Strahlentelex mit ElektrosmogReport
Unabhängiger Informationsdienst zu Radioaktivität, Strahlung und Gesundheit
Nr. 634-635 / 27. Jahrgang, 6. Juni 2013

Folgen von Fukushima
Selbsthilfe, Aufklärung und beobachtende Teilnahme
Tätigkeitsbericht der japanischen CRMS-Bürgermeßstellen

von Annette Hack



Zum zweiten Jahrestag der Katastrophe von Fukushima hat die japanische Organisation der CRMS-Bürgermeßstellen im April 2013 einen ersten ausführlichen Tätigkeitsbericht vorgelegt. [1] Dem Netzwerk gehören insgesamt 10 Meßstellen an, die CRMS-Meßstelle Fukushimashi hat die Koordinierungsfunktion und ist als gemeinnütziger Verein anerkannt.

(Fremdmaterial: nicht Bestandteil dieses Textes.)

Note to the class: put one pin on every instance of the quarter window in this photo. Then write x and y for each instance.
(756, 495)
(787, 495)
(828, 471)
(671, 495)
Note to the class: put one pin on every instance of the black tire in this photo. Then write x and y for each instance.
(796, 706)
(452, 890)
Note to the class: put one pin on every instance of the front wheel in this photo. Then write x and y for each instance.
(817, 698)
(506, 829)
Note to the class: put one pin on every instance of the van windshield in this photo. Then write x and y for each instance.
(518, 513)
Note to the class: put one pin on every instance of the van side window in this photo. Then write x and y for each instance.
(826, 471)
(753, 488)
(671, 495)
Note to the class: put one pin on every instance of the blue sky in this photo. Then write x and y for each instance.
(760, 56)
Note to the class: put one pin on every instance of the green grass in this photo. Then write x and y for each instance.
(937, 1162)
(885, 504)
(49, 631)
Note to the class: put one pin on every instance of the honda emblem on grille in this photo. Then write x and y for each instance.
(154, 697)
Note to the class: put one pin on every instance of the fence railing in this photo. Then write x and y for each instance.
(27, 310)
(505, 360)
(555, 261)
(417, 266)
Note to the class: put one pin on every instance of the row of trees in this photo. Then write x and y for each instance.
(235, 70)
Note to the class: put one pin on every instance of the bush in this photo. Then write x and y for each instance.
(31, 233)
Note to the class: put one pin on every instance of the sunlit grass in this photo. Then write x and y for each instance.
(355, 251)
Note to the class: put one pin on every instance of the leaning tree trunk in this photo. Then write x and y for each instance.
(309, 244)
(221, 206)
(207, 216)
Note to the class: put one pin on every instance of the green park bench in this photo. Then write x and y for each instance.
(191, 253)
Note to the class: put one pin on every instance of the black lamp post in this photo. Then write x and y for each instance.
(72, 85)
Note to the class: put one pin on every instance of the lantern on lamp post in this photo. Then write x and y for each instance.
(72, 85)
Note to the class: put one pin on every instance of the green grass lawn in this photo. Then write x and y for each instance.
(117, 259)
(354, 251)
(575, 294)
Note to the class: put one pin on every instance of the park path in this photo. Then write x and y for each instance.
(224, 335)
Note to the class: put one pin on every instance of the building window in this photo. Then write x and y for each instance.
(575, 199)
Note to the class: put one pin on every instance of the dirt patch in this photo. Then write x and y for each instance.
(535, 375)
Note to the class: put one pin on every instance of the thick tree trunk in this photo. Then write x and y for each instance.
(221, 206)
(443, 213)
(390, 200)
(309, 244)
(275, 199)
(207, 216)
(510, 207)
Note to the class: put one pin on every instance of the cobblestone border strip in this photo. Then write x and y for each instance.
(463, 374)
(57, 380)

In der Präfektur Fukushima gibt es weitere 8 Meßstellen mit je eigenen Schwerpunkten. So beschäftigt sich die Meßstelle Koriyama regelmäßig mit den Mahlzeiten, die in Behinderteneinrichtungen angeboten werden. In Tamura wird der Aufbau eines eigenen Gemüseladens für das gemessene Gemüse vorbereitet. In Nihonmatsu sind die Vereinsmitglieder zumeist Bauern, die ihre eigenen Produkte regelmäßig messen lassen. Sukagawa mißt die Zutaten eines Restaurants, das gemessene Speisen und Veranstaltungen zu Themen der Strahlenbelastung anbietet. Die Meßstelle Minami-Soma arbeitet zur Umgebungsradioaktivität. [2] Die Meßstelle in Oguni, Stadtgemeinde Date, beschäftigt sich außer mit Messungen mit den Problemen, die durch partielle Evakuierung und Anbauverbote entstanden sind. Die zehnte Meßstelle liegt im Bezirk Setagaya von Tokyo etwa 90 Minuten mit dem Shinkansen von Fukushima entfernt. Neben den Messungen unterstützen die Aktiven hier internationale Verbindungen und verschiedene japanische Bewegungen zur Entschädigung und Hilfe für die vom Atomunfall direkt Betroffenen.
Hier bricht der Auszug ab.